Jon Blankenship

Developer.

Switching Your Website to Use HTTPS, the Free and Easy Way

Google has announced that with their July 2018 release of Chrome 68 they’ll start marking all non-HTTPS websites as “not secure.” Thankfully, these days there are several cheap, and even free, options for securing your site’s traffic. There’s really no reason not to do it.

One such option is to use CloudFlare’s free SSL. Security expert Troy Hunt has a fantastic 4-part video series called Https Is Easy! that takes you through the simple steps to secure your site.

Fixing Mixed Content Issues on WordPress Sites

While I was able to get a couple of my websites switched to HTTPS with no issues in a matter of minutes, I ran into issues with one of my Azure-hosted WordPress sites.

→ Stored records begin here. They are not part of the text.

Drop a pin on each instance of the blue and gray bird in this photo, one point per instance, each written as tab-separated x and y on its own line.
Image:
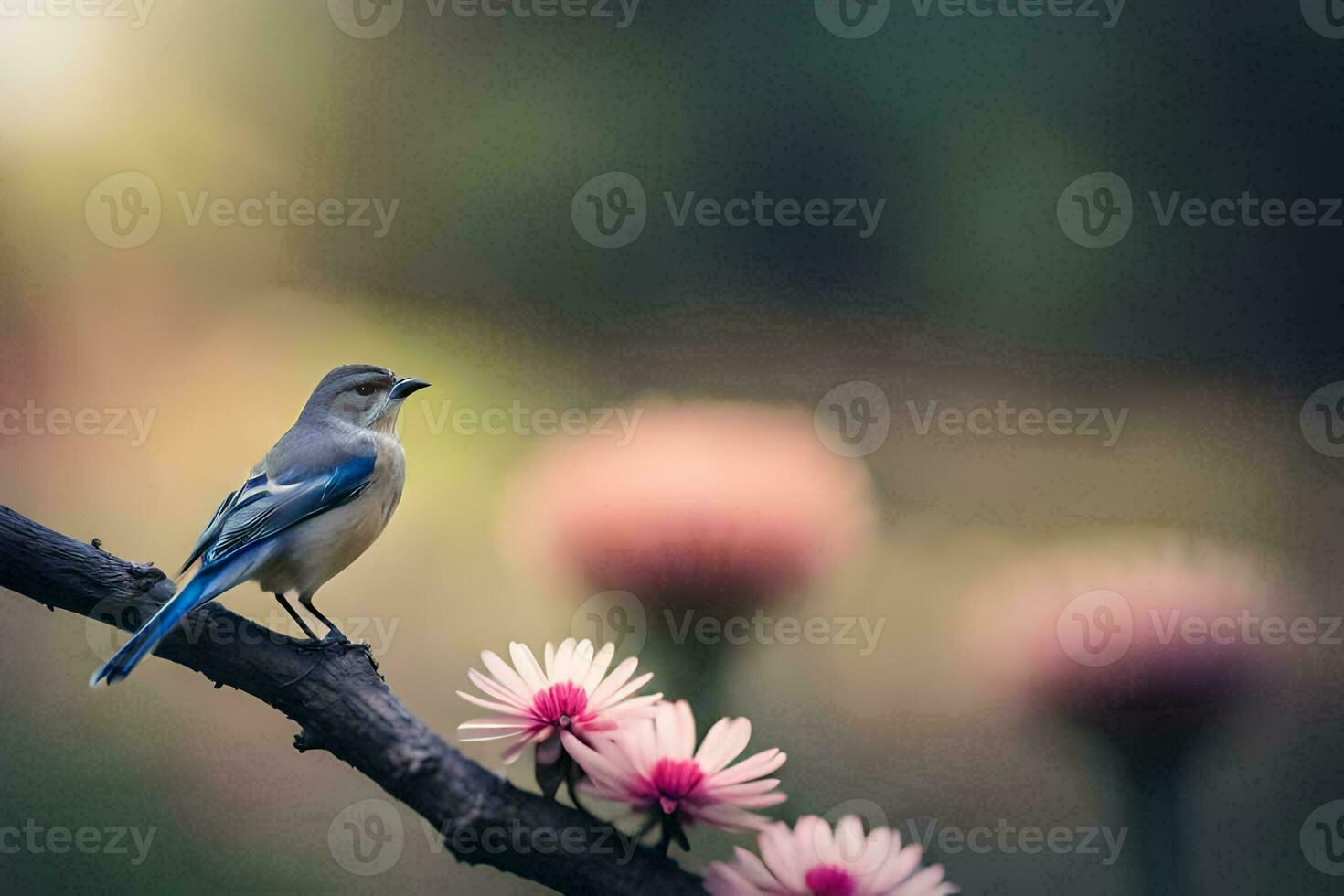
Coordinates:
308	509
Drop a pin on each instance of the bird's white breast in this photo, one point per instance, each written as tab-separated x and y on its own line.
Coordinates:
316	549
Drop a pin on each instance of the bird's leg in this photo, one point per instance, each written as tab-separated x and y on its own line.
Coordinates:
332	632
293	614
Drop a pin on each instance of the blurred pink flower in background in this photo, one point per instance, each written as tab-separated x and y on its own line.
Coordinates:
1149	635
572	693
809	860
654	767
707	504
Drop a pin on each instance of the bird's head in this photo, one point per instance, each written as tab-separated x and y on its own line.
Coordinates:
362	395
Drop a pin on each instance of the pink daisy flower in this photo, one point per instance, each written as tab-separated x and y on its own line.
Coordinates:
707	504
814	861
655	767
1097	632
572	695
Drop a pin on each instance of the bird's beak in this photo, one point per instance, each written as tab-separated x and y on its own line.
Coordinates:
403	387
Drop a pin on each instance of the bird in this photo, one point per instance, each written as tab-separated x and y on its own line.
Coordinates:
308	509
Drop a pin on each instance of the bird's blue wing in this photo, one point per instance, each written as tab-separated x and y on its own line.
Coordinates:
263	507
257	481
238	541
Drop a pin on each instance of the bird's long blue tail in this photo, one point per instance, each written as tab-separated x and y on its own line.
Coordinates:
206	586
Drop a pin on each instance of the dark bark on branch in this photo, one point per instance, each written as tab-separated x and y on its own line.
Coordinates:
346	709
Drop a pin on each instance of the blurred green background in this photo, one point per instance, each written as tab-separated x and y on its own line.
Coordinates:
483	129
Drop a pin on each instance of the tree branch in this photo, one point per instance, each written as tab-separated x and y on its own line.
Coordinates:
346	709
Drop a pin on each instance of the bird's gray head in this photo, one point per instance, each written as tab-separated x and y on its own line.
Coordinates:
360	394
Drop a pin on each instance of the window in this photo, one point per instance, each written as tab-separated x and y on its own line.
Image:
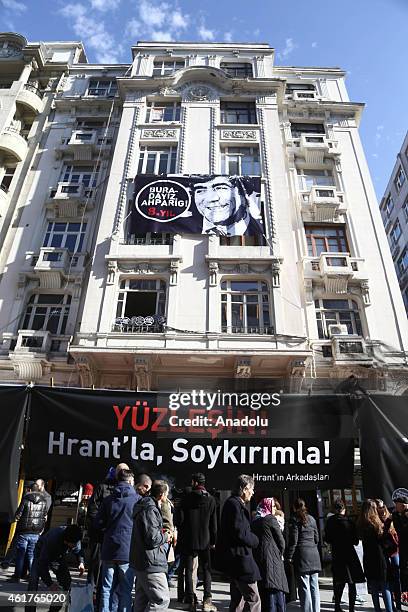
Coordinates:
164	67
241	70
7	178
403	262
241	161
388	204
308	178
65	235
141	298
291	87
238	112
80	175
245	307
157	112
396	232
160	160
325	239
399	179
150	238
246	240
337	312
102	88
47	312
298	129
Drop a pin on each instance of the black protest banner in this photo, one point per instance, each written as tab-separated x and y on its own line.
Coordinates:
383	421
13	401
197	204
293	441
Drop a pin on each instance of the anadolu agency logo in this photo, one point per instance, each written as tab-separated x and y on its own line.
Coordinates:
163	201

Much of the site’s functionality broke in the switch and I was now getting a host of mixed content errors, particularly with plugins that I was using, like the following:

img

The fix for this is simple: install the SSL Insecure Content Fixer plugin.

img

Once installed, open the Settings for the plugin. I was able to leave all of the settings at their default except for HTTPS detection. Change this setting to use HTTP_X_FORWARDED_PROTO (e.g. load balancer, reverse proxy, NginX), as this is the header that CloudFlare uses.

img

After applying this change, my mixed content errors went away, my site was secured, and I was good to go.